I immediately bought a license for MakeMKV, and I consider it money well spent. That proved successful, and the rip played flawlessly with VLC, demonstrating that the disc was fine and the limitation was in the player program.
#Makemkv for mac movie
In an attempt to determine whether the failure was due to the player program or to the disc itself, I fired up MakeMKV to see whether I could rip the movie to my hard drive. (For details, see my review of Macgo Blu-ray Player Pro.) So I bought my first Blu-ray movie and tried it out, only to discover a couple of significant flaws, one of them a deal breaker. I bought and registered Macgo Blu-ray Player early last year when my initial testing demonstrated that with a Blu-ray capable external optical drive I could play Blu-rays on my Mac mini.

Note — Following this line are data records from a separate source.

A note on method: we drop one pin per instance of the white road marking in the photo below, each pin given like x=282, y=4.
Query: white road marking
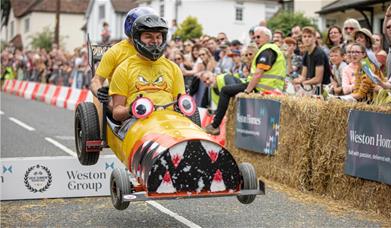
x=62, y=147
x=20, y=123
x=173, y=214
x=65, y=137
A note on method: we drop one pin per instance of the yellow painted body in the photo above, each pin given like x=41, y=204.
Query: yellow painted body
x=165, y=127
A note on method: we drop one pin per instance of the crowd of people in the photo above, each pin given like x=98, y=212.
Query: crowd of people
x=56, y=66
x=349, y=63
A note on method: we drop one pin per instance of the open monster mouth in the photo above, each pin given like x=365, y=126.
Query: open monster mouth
x=193, y=166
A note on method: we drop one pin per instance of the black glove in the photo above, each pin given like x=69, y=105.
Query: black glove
x=103, y=94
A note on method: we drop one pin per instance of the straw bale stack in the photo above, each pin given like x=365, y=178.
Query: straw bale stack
x=311, y=151
x=330, y=153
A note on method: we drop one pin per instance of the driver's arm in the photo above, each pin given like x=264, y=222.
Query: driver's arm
x=103, y=72
x=96, y=83
x=178, y=85
x=119, y=90
x=120, y=109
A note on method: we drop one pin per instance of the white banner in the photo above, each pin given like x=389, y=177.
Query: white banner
x=55, y=177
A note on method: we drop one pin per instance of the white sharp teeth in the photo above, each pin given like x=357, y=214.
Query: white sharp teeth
x=208, y=146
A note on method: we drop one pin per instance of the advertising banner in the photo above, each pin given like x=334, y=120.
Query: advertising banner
x=55, y=177
x=257, y=125
x=369, y=146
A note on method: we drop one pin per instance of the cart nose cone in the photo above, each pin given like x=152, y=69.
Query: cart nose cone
x=192, y=166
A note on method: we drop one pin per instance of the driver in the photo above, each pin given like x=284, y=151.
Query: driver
x=115, y=55
x=147, y=73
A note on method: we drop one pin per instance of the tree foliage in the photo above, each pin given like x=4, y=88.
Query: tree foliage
x=43, y=39
x=189, y=29
x=285, y=20
x=5, y=11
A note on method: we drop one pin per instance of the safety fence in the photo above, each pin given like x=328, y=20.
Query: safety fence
x=56, y=95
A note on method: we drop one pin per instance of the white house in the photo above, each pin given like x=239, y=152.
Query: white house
x=30, y=17
x=234, y=17
x=112, y=12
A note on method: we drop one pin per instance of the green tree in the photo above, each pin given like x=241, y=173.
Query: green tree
x=285, y=20
x=189, y=29
x=43, y=39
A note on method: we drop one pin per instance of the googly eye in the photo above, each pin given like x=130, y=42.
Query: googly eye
x=187, y=105
x=142, y=108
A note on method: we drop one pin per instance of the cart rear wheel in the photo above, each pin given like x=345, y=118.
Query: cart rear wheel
x=249, y=182
x=119, y=186
x=196, y=118
x=86, y=129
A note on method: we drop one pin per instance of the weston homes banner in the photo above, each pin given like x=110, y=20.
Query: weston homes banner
x=369, y=146
x=257, y=125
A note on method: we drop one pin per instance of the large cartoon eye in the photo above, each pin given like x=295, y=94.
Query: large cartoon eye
x=142, y=108
x=142, y=80
x=159, y=80
x=187, y=105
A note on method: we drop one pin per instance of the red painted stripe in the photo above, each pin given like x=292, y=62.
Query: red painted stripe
x=19, y=90
x=12, y=86
x=6, y=85
x=24, y=89
x=55, y=95
x=82, y=96
x=42, y=98
x=67, y=97
x=35, y=91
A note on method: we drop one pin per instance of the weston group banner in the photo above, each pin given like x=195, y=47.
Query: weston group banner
x=257, y=125
x=55, y=177
x=369, y=146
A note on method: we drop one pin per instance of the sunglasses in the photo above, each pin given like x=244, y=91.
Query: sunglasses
x=349, y=28
x=355, y=52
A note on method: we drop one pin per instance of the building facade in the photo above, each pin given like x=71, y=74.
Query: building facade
x=233, y=17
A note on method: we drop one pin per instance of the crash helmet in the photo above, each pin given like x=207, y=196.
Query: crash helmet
x=132, y=15
x=149, y=23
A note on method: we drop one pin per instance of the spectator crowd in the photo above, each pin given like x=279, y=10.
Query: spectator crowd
x=349, y=63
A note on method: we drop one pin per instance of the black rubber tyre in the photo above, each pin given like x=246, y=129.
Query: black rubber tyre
x=86, y=129
x=196, y=118
x=249, y=182
x=119, y=186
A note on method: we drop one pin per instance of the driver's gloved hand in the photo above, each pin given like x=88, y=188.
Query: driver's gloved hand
x=103, y=94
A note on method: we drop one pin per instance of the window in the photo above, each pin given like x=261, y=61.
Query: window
x=27, y=25
x=288, y=5
x=239, y=13
x=102, y=12
x=12, y=29
x=161, y=8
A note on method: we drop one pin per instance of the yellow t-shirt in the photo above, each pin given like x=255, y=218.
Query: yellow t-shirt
x=114, y=57
x=161, y=81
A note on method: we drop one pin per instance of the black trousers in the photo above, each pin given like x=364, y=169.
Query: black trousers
x=226, y=93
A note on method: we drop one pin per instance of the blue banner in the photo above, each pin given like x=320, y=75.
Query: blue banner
x=369, y=146
x=257, y=125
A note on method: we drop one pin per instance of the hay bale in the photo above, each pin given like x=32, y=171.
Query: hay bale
x=290, y=164
x=311, y=152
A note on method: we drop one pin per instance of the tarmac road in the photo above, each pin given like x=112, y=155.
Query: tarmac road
x=280, y=207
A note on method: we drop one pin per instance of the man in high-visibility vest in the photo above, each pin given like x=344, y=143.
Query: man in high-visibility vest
x=268, y=71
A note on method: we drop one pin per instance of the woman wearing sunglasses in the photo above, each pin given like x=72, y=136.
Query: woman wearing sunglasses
x=364, y=85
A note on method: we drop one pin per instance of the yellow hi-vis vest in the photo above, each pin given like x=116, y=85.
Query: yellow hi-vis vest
x=273, y=78
x=221, y=81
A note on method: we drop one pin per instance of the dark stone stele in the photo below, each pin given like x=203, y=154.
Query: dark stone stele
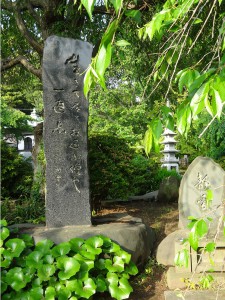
x=65, y=132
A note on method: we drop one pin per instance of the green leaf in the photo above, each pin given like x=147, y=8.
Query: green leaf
x=4, y=233
x=76, y=244
x=69, y=266
x=148, y=139
x=209, y=197
x=157, y=128
x=182, y=258
x=34, y=259
x=46, y=271
x=44, y=246
x=3, y=223
x=131, y=269
x=210, y=247
x=89, y=6
x=95, y=242
x=50, y=293
x=120, y=289
x=61, y=249
x=122, y=43
x=124, y=255
x=15, y=246
x=101, y=284
x=193, y=238
x=117, y=5
x=201, y=228
x=134, y=14
x=198, y=101
x=15, y=278
x=84, y=289
x=187, y=78
x=184, y=115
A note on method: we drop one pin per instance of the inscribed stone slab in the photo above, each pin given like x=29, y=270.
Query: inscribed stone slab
x=202, y=174
x=65, y=131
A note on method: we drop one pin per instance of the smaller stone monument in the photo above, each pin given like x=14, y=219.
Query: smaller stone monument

Well, I’ve finally discovered a use for MakeMKV: keeping me from wasting purchased Blu-rays in the event that my Blu-ray player application acts up. MakeMKV fell into that “potentially useful” category, too, so it’s also had a place on my Mac, although the instances in which I’ve played with it have been almost vanishingly rare.
#Makemkv for mac pro
I'm beginning to think that I have no choice but to go all digital because there just isn't a viable Blu-Ray option.įor quite a while now, I’ve kept Mac DVDRipper Pro and HandBrake on my Mac, not because I’ve had frequent need for them but because I’ve occasionally had use for them. I want my movies in digital format, but I feel safer having a physical format to pull from if something ever goes wrong. Most are fake, or simply fail completely. I would love to find a Blu-Ray ripper that actually works so I can watch my BD collection on the Apple TV, but I've searched the web high and low and it simply doesn't exist on the Mac. This is clearly a key part of the Blu-Ray encryption process, and MakeMKV cannot handle it. Only one is correct, and MakeMKV doesn't know which one, so it wants to do them all. The scenes are all out of order for 299 of them. Most of the time there's like 300 versions of the film that it wants to import. However, the deal-breaker is that it only works with about 15-25% of discs I've tried. It's not the most intuitive process and I wish you could pick other outputs, but it's all we've got. I get a nice gigantic mkv file that I can convert to a better (smaller) format. All features (including Blu-ray decryption and processing) are free during BETA.Functionality to open DVD discs is free and will always stay free.
#Makemkv for mac software


The MKV format can store multiple video/audio tracks with all meta-information and preserve chapters. It converts the video clips from the proprietary (and usually encrypted) disc into a set of MKV files, preserving most information but not changing it in any way. MakeMKV is a format converter, otherwise called "transcoder". MakeMKV is your one-click solution to convert video that you own into a free and patents-unencumbered format that can be played everywhere.